Publishers have been known to be wrong :)
Nicole Hunn says
I hear you, Lucy, but we’ve already settled on a next next book, and I’ve already started work on it. :)
Judy says
How can the long grain white and brown rice cook for the same time? When I cook brown rice it takes 45 min at a full boil.
Sandy Dell says
Yes, I agree with Judy. Nicole, can you address this for us? Thanks!!
Nicole Hunn says
As I explain in the recipe instructions, for brown rice, you use more water. You will also cook it on the longer end of the 15 to 20 minute range. Cooking the rice in a large skillet, mixed with pasta, allows it cook much more quickly. But I have never cooked even short grain brown rice for more than 40 minutes!
Brenda says
Nicole, this sounds absolutely amazing!! Thank you so much for making this without a lot of salt.
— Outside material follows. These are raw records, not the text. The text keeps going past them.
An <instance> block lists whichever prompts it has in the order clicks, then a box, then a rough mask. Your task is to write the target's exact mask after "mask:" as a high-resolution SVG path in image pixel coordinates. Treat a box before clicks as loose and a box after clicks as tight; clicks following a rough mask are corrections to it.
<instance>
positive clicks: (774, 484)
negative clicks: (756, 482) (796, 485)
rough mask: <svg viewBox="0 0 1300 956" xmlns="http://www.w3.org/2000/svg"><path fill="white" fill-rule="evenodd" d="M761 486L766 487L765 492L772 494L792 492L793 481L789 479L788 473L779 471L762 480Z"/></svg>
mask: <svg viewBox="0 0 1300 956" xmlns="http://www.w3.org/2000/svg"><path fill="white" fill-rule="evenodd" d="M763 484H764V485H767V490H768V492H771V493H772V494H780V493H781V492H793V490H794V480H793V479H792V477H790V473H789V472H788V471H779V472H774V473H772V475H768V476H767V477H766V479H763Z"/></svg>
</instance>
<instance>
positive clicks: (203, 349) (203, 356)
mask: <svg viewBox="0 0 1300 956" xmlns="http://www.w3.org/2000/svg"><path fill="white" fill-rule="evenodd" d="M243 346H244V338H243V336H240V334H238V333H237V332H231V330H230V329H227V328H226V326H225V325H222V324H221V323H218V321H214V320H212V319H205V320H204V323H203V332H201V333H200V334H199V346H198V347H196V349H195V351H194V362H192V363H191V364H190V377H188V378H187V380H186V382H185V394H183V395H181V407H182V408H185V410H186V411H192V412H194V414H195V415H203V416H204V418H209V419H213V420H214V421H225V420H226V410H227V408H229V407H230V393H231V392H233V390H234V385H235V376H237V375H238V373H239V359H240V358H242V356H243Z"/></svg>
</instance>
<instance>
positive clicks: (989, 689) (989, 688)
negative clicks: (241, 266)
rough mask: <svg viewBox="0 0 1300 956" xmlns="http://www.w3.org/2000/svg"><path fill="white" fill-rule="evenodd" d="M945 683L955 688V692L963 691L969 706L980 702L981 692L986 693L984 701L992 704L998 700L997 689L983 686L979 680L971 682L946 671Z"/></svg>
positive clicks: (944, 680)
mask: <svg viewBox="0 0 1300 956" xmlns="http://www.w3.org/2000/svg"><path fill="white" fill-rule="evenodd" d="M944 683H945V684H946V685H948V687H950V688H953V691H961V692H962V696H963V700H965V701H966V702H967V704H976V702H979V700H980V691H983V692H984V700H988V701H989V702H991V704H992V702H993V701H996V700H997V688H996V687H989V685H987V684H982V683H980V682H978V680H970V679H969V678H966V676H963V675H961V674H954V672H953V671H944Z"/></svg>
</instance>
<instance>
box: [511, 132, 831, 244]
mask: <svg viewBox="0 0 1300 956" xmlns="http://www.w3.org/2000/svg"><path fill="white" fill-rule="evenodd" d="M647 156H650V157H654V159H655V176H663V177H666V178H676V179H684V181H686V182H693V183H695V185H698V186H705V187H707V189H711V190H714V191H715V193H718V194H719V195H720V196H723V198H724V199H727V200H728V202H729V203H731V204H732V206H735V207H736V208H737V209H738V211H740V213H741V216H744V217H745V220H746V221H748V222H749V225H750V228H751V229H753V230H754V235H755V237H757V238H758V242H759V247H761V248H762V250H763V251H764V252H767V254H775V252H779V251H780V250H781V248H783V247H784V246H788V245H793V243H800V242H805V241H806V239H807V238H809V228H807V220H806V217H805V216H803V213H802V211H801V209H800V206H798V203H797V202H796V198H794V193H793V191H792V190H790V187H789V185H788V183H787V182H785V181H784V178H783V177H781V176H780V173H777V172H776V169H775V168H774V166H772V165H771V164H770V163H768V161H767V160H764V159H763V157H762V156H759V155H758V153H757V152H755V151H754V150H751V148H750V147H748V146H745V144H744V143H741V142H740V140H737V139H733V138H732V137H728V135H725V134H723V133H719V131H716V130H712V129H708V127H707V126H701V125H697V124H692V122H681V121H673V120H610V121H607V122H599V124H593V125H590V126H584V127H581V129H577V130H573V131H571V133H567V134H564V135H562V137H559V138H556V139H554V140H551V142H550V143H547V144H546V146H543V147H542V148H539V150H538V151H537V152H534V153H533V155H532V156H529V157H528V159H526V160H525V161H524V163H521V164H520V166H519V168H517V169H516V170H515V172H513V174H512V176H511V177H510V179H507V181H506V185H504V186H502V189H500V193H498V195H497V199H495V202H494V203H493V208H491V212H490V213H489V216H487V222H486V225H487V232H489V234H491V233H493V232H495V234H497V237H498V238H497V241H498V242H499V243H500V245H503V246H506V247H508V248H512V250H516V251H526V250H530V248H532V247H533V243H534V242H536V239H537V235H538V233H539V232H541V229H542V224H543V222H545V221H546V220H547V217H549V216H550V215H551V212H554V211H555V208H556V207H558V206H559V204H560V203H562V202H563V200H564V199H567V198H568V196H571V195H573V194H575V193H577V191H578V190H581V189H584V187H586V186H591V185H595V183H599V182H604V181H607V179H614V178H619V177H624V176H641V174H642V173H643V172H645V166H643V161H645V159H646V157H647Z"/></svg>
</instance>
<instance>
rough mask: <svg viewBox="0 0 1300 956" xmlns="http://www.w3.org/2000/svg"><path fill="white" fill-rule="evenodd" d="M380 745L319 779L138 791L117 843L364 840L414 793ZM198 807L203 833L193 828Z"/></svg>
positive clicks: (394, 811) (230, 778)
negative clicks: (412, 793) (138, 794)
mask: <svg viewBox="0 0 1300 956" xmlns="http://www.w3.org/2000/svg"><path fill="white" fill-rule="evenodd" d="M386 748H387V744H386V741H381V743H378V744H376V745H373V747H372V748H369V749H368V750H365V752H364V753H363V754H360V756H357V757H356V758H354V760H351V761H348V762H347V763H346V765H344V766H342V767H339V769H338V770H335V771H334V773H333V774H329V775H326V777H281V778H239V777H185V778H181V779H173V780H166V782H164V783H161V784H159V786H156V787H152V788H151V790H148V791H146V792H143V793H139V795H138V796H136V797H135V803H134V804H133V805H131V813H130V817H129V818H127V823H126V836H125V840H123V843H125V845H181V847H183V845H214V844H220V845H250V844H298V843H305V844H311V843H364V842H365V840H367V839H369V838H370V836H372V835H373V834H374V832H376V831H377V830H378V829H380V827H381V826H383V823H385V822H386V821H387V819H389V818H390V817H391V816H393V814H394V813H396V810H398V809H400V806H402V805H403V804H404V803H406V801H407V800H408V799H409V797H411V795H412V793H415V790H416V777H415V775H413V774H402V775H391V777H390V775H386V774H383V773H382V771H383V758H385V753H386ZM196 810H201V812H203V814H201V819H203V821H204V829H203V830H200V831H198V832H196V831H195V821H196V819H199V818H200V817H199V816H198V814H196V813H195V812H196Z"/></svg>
Any good online sources for the nutritional yeast? Still laid up with the bum knee. And can we pretty please add to the list of requests for g/f makeovers the Uncle Ben’s Quick Cooking Wild Rice blend? :-) That was a staple in our household for years…. and I’m craving it something awful. LOL
Nicole Hunn says
Just do a google search, Brenda! I’m sure you can find the brand of nutritional yeast I recommend pretty easily, probably even on amazon.com. I’m afraid I don’t know that rice blend, but it sounds like it’s just a blend of different rice, not flavored. Not really my speed! Sorry!
Carole says
Oh, thank you. I used to use it as a take off to use up leftovers. One of the take offs is my daughters favorite comfort food.
Mel Bee says
Can I just say I love you? I DID grow up on Rice-a-Roni as a kid (it was the first thing I learned to “cook”) and this recipe makes my heart happy. I’m sure it will make my tummy happy, too! Thank you!!!!
Nicole Hunn says
You bet, Mel! Love you, too. *mwah*
So funny you mentioned it was the first thing you learned to cook (no quotes! it is too cooking). I was thinking that, especially if I mix up the dry ingredients, my oldest could easily whip this up on her own. Not that she’ll want to, but still….
beth says
Do you know of a “second best” ingredient when it comes to the yeast. I am allergic but would still love a way to make a version of this.
Nicole Hunn says
I’m afraid not, Beth. Sorry!
Betsy says
how about adding some miso? mellow miso made from chickpeas for example?
Linda says
Doesn’t that seem like a long time to cook the noodle? Wouldn’t it come out too soggy?
Nicole Hunn says
Linda, 15 minutes is comparable to the amount of time as directed on the box of Rice A Roni, and I have made this 5 times, start to finish and never had a “soggy” noodle. Feel free to experiment, as always!
Mare Masterson says
I did not grow up with Rice a Roni as a staple in the house. We had it a couple of times. It was okay. So, I didn’t know I even needed this recipe until now! I know your DIY one is marvelous, because it is made with quality ingredients, not a lot of salt, and because all your recipes are amazing!
Nicole Hunn says
Thanks, Mare!
Beth says
Nicole, my jaw hit the floor and I may have said a Hallelujah in my head when I saw this recipe. I’ve missed the easiness of Rice-A-Roni and other rice mixtures. Thank you, thank you, thank you for this! I am a lifelong fan, have all three cookbooks and looking forward to the fourth. You are the best!!!! (oh and could I use this as a basis for a cheddar broccoli mix, like they sell in the stores? You’ve given me such hope!…..)
Nicole Hunn says
Seriously, this is so, so easy. Once I have the dry mix assembled (or frankly even if I don’t), I am able to have this on the table in no more than 20 minutes flat. And others on Facebook proclaimed their love of the cheddar broccoli mix, so you’re not alone!
Melody says
Oh I love this! I’ve missed my boxed rice flavors! Thank you so much for sharing this Nicole! I’m going to try it very soon! (And I can even do it DF for my dairy allergic kiddos if I sub the butter with DF butter! Hooray!) I’m so stoked!
Nicole Hunn says
This one is super easy to make dairy free for sure, Melody!